La France a-t-elle anticipé la crise entre l’Ukraine et la Russie?

Le Livre blanc sur la défense et la sécurité nationale (LBDSN) [pdf] publié en 2013 avait souligné la croissance rapide des dépenses militaires de la Russie tout en observant que le « réchauffement » de ses relations avec les Etats-Unis et les autres pays occidentaux » n’avaient « pas encore atteint tous ses objectifs ».

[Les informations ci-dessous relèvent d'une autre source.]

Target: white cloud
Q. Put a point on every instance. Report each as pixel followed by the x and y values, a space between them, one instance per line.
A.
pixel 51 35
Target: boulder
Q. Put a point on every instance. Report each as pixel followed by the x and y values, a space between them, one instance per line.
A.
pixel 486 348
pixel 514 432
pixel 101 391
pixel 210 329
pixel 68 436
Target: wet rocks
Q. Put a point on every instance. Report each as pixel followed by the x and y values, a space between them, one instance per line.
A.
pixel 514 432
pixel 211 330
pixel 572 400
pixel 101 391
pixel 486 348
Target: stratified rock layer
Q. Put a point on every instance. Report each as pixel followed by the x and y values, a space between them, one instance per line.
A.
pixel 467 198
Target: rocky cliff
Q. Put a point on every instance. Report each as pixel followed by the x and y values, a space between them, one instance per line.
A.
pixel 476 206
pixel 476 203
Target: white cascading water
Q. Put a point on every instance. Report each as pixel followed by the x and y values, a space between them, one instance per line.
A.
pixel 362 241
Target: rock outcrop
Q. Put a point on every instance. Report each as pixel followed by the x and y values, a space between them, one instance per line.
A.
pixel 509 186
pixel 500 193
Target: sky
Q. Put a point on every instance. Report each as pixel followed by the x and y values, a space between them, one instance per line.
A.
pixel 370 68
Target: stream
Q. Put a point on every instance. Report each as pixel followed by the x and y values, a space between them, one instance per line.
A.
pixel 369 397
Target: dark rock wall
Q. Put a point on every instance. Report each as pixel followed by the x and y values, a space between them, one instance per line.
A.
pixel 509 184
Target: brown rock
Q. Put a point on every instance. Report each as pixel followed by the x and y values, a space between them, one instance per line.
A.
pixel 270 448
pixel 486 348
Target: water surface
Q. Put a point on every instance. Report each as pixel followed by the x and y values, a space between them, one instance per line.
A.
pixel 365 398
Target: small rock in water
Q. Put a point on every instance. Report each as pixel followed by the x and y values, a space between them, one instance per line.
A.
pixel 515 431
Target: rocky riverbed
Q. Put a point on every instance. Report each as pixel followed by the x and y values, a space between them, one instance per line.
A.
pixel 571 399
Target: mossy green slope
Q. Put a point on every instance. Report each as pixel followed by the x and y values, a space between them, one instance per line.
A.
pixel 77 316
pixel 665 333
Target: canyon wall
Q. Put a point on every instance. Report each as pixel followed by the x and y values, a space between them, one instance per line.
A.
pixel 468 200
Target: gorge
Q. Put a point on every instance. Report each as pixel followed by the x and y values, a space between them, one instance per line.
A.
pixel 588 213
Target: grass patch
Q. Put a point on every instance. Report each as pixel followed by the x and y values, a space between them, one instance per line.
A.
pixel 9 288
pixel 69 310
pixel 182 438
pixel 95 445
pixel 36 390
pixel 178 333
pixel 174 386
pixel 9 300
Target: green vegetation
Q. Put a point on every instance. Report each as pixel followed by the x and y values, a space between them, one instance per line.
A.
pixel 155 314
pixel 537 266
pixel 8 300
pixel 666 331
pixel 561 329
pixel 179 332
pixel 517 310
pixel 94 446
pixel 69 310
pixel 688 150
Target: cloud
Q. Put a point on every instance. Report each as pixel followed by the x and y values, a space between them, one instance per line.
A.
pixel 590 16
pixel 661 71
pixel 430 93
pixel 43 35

Et de préciser que « la Russie se donne les moyens économiques et militaires d’une politique de puissance » mais que cette mise en œuvre reste cependant incertaine » étant donné que « la crise de 2008 et aujourd’hui l’essor des hydrocarbures non-conventionnels » la « soumettent aux aléas du marché de l’énergie, alors que les exportations énergétiques et de matières premières continuent de représenter une part importante de l’économie russe ».

« Le difficile équilibre qui prévaut aujourd’hui, pour la France comme pour l’Europe, entre toutes ces dimensions de la relation avec la Russie est probablement appelé à durer. La France a fait de la coopération étroite avec Moscou un de ses objectifs politiques pour la déclaration du Sommet de Chicago de l’Otan », pouvait-on encore lire dans ce document de référence.

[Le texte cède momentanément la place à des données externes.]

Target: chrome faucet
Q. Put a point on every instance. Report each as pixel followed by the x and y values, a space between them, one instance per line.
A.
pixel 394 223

« L’Union européenne est désormais dans une situation de voisinage avec la Russie, certains de ses membres partageant avec elle une frontière commune. La consolidation de la stabilité aux marges orientales de l’Europe, sur la base de relations de coopération avec la Russie dans le cadre des principes solennellement posés il y a plus de vingt ans par la Charte de Paris, est un enjeu essentiel pour la sécurité de l’Europe, et donc de la France », y était-il estimé.

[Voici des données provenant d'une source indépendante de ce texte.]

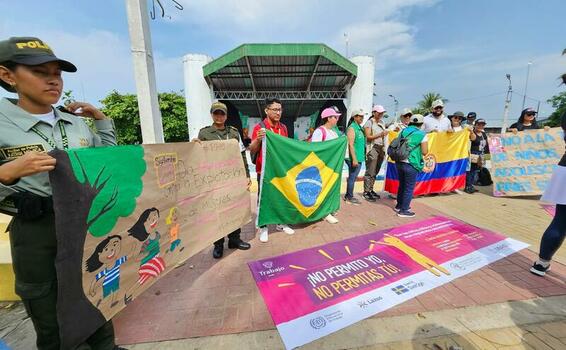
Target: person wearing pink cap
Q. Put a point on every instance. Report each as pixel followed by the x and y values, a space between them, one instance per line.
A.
pixel 375 132
pixel 325 132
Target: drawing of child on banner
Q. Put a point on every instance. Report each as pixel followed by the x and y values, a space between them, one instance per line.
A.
pixel 414 255
pixel 145 230
pixel 107 254
pixel 172 220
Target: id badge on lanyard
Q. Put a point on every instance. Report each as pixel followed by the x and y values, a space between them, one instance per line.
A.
pixel 52 142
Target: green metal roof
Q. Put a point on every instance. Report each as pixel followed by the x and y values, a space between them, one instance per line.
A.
pixel 280 50
pixel 303 76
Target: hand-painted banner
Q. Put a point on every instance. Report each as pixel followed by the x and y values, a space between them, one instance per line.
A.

Or, avec les développements récents en Ukraine, la donne a changé avec Moscou. Pourtant, dans un document publié en 2012, la Délégation aux Affaires stratégiques (DAS) avait fait preuve d’une certaine clairvoyance, prévoyant quelques problèmes avec la Russie si « à la faveur du développement d’une politique orientale » allemande « renouvelée », l’Ukraine et la Biélorussie se décid(ai)ent à engager « un rapprochement de fond avec l’Union européenne ».

Mais, nous apprend le quotidien Le Figaro, les rédacteurs du LBDSN ont cependant étudié « 12 scénarios stratégiques » qui n’ont pas été intégrés dans ce document de référence pour des « raisons diplomatiques » (cela dit, ne pas révéler la nature de certains travaux permet aussi de garder le mystère sur ses intentions).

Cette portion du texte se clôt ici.